The MIT License (MIT)

If you'd like to contribute, please sign the CodeCombat contributor license agreement so we can accept your pull requests. It is easy.

Load example:

Write some JavaScript here.

Use Aether on it.

Problems detected show up here.

Gory transpiled code!

Execution metrics!

Console output lurks here.


            

Flow analysis!

Aether runs in node and the browser using node-style CommonJS requires.

In the browser, grab build/aether.js or build/aether.min.js. Or in node, runnpm install aether --save, which should add an entry like "aether": "~0.1.0" to your dependencies in package.json. Then, in your code:

var Aether = require('aether');
var aether = new Aether();
aether.lint(someGnarlyUserCode);
aether.problems.warnings;
[{range: [{ofs: 15, row: 2, col: 0}, {ofs: 22, row: 2, col: 7}],
  id: 'aether_MissingThis',
  message: 'Missing `this.` keyword; should be `this.getEnemies`.',
  hint: 'There is no function `getEnemys`, but `this` has a method `getEnemies`.',
  level: "warning"}]
aether.transpile(someGnarlyUserCode);
var gnarlyFunc = aether.createFunction();
gnarlyFunc();
// At any point, you can check aether.problems, aether.style, aether.flow, aether.metrics, etc.
// See more examples in the tests: https://github.com/codecombat/aether/tree/master/test

In the browser, it currently depends on lodash (not underscore).
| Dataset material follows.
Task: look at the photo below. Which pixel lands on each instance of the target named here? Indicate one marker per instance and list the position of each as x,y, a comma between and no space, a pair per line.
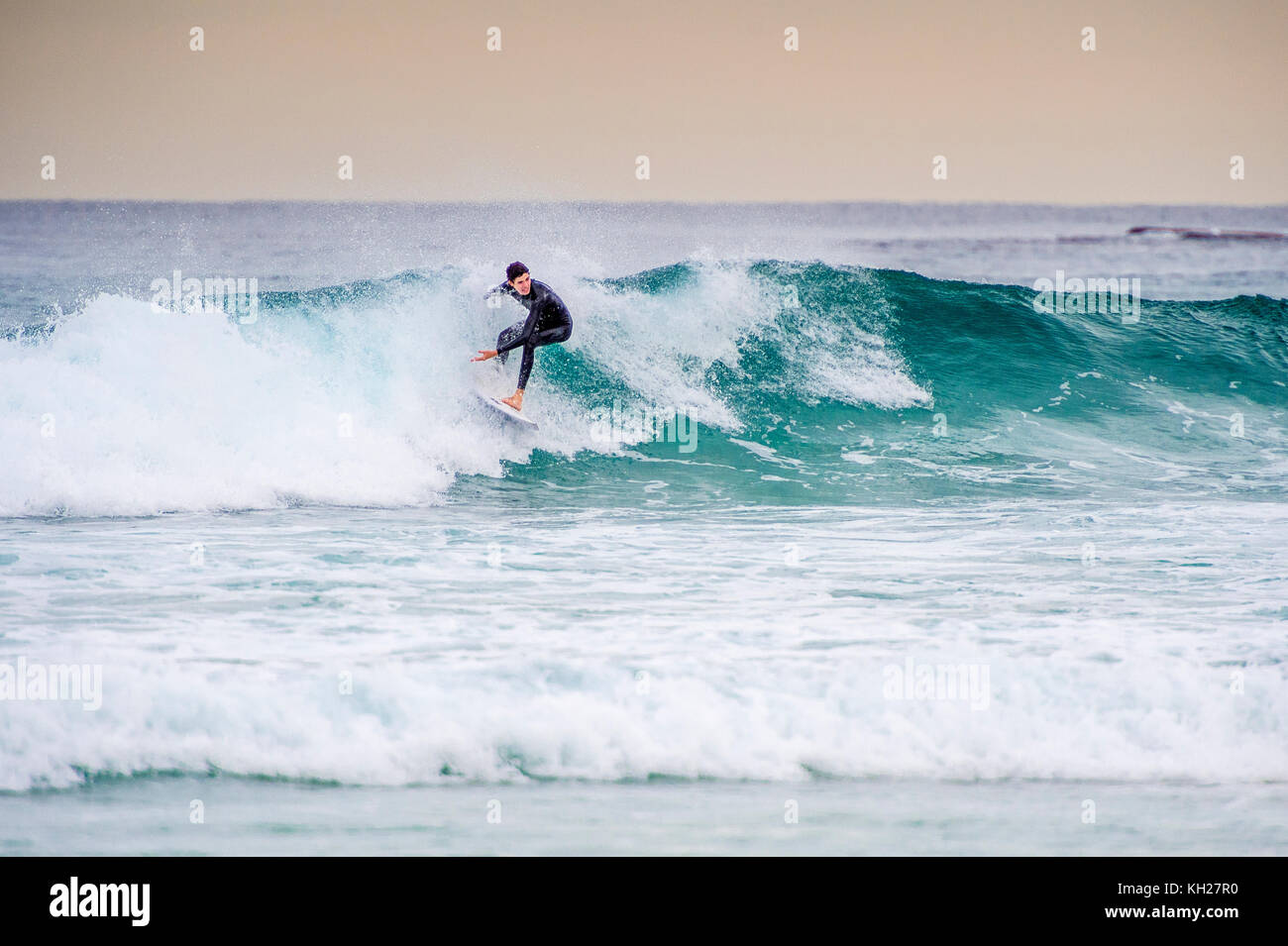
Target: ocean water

We test in Chrome and node, and it will probably work in other modern browsers.

Want to hack on Aether? Awesome!

Setting Up Your Environment

The GitHub Repository has everything you need to work on Aether. You'll need Node, NPM and Git installed.

  1. Clone the repository:
    git clone https://github.com/codecombat/aether.git
  2. Go to the directory and npm install:
    cd aether
    npm install

Running The Environment

From the aether directory, run:

grunt  # or grunt watch, to recompile on any changes

Then you can navigate to file://localhost/some/path/to/aether/build/index.html and see it in action.

Things to keep in mind

  • Edit the CoffeeScript source in /src and /test, not the transpiled JavaScript in aether/lib.
  • Remember to create tests in the /test folder.

What to work on?

TODO

You could always also add more tests or handle reported issues.